A living document born
Question: What happened on Sept. 17, 1787?
Hint: We still benefit from the event today although there remains controversy about exactly what it meant.
Answer: The final draft of our Constitution was signed in Philadelphia.
To be honest, I wouldn’t have known the answer before I read a great book this summer entitled “The Summer of 1787, the Men Who Invented the Constitution,” by David O. Stewart. The book gave me an appreciation for the struggles of those who framed the Constitution. They were intelligent, motivated and not above compromising to get the job done. The final document was the result of a tedious, tension-filled summer of work.
The Articles of Confederation, which was the first document setting forth rules for the new nation, was weak. There was no federal taxation, military, tariffs or any cooperation between the colonies in general.
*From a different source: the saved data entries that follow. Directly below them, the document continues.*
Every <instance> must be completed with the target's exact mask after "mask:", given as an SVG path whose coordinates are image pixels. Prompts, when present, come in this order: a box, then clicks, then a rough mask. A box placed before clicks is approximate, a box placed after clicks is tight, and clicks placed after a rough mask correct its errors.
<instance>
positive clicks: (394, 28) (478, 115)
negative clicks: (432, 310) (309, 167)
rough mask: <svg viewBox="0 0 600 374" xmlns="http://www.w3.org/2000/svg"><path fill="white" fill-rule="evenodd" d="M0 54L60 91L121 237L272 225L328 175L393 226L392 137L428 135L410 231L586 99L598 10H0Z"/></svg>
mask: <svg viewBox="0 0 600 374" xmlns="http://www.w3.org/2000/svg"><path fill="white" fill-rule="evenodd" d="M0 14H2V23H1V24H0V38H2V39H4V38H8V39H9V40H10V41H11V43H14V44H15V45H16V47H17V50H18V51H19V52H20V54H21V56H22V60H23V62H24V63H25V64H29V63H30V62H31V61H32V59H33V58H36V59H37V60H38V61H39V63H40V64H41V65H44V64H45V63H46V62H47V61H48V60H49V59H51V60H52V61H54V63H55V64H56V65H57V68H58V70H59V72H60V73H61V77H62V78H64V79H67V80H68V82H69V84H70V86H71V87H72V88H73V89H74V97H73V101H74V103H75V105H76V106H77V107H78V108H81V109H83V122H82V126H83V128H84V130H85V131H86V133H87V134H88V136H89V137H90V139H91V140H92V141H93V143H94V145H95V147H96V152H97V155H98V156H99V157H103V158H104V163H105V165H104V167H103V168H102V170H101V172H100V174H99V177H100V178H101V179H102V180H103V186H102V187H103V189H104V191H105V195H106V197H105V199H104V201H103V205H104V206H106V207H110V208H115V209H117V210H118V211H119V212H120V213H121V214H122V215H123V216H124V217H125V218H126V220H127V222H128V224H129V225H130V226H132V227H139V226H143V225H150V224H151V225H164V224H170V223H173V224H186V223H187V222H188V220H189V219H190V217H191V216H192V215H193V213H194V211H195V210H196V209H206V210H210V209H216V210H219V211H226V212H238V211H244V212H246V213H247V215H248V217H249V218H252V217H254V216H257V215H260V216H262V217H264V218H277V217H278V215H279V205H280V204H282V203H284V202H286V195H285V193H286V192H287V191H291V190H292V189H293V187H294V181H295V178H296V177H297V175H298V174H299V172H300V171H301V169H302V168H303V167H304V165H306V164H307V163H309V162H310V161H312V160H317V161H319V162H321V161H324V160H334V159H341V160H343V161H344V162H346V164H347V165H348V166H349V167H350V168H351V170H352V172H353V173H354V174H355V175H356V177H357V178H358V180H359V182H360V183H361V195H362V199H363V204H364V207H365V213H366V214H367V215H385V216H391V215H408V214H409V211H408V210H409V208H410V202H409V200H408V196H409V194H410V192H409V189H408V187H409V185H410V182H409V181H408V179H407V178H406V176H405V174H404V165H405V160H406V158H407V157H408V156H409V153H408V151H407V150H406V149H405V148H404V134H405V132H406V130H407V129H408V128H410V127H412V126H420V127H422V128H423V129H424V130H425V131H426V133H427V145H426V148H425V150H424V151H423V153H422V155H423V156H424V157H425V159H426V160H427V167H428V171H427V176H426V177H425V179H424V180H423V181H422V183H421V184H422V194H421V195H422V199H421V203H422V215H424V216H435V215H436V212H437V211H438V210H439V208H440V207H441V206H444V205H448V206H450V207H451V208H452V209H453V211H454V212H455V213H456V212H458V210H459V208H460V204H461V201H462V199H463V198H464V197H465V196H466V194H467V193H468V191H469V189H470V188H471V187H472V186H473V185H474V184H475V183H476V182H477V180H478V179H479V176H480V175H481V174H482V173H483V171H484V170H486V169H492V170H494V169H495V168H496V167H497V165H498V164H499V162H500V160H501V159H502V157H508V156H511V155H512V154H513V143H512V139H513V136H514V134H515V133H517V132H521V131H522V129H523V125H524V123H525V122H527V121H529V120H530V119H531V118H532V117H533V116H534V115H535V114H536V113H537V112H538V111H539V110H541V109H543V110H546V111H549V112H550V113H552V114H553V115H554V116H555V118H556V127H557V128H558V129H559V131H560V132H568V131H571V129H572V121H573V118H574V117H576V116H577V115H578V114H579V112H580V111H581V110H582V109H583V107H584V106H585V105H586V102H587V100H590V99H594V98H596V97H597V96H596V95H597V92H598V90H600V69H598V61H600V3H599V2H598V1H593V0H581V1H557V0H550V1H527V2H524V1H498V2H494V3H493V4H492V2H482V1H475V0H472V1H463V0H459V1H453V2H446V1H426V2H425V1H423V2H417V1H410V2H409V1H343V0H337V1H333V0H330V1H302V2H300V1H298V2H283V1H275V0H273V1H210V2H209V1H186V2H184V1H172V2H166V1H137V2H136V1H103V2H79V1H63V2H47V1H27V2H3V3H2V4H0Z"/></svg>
It was obvious that the existing system wasn’t going to work and federal leaders called a convention to discuss new rules.
The delegates gathered in Philadelphia in the spring of 1787 to begin their work. They made their task more difficult by meeting in a closed room with the windows shut tightly. In addition, the fashion of the day was long-sleeved shirts, frock coats with vests and neckties. When summer temperatures neared the century mark, the meeting was stifling and very stuffy.
In those days speeches were lengthy and were delivered in a pompous and bombastic manner. Some speeches were six to eight hours in length. Certainly boredom was a daily challenge. They assigned work to committees and once they settled on the makeup of the committees, work began to progress.
Much of their trouble stemmed from two areas: slavery and representation. The bigger colonies wanted representation in the legislative branch to be based on population while smaller colonies wanted one or two votes each. The southern colonies demanded slavery be protected while northern colonies angrily opposed slavery. Finally, the issue was set aside and would not be settled until the Civil War, some 80 years later.
When it came to representation, one of the solutions almost seemed humorous. After a lot of angry rhetoric, it was determined to count male slaves as three fifths of a person, which gave larger representation to southern colonies. Of course slaves couldn’t vote anyway so the idea seems ludicrous. What it did was give Virginia more representation in Congress than Pennsylvania, which had about the same non-slave population.
Many of the framers of the Constitution doubted that the common man had the intelligence to cast a vote. They came up with a great compromise — a two-level legislature. The House of Representatives was directly elected. House members in turn elected members of the Senate. This compromise led to a major problem that we face today. Voters cast ballots for electors who formed the electoral college. These men then elected the president. Three times in our history we have elected a president who did not win the popular vote. These were Rutherford B. Hayes in 1876, Benjamin Harrison in 1888 and George W. Bush in 2000. All three men had more electoral votes than their opponents.
Certainly the Constitution wasn’t perfect. Yet, it set the framework for the greatest country on Earth. The men who put the Constitution together struggled, battled and compromised during record-setting heat. They were determined to finish the task and create a nation that remains a beacon for the entire world. It is a living document that has changed many times over the years but the basic format remains. It was a phenomenal challenge created by men of foresight who wanted the best future for the fledgling nation.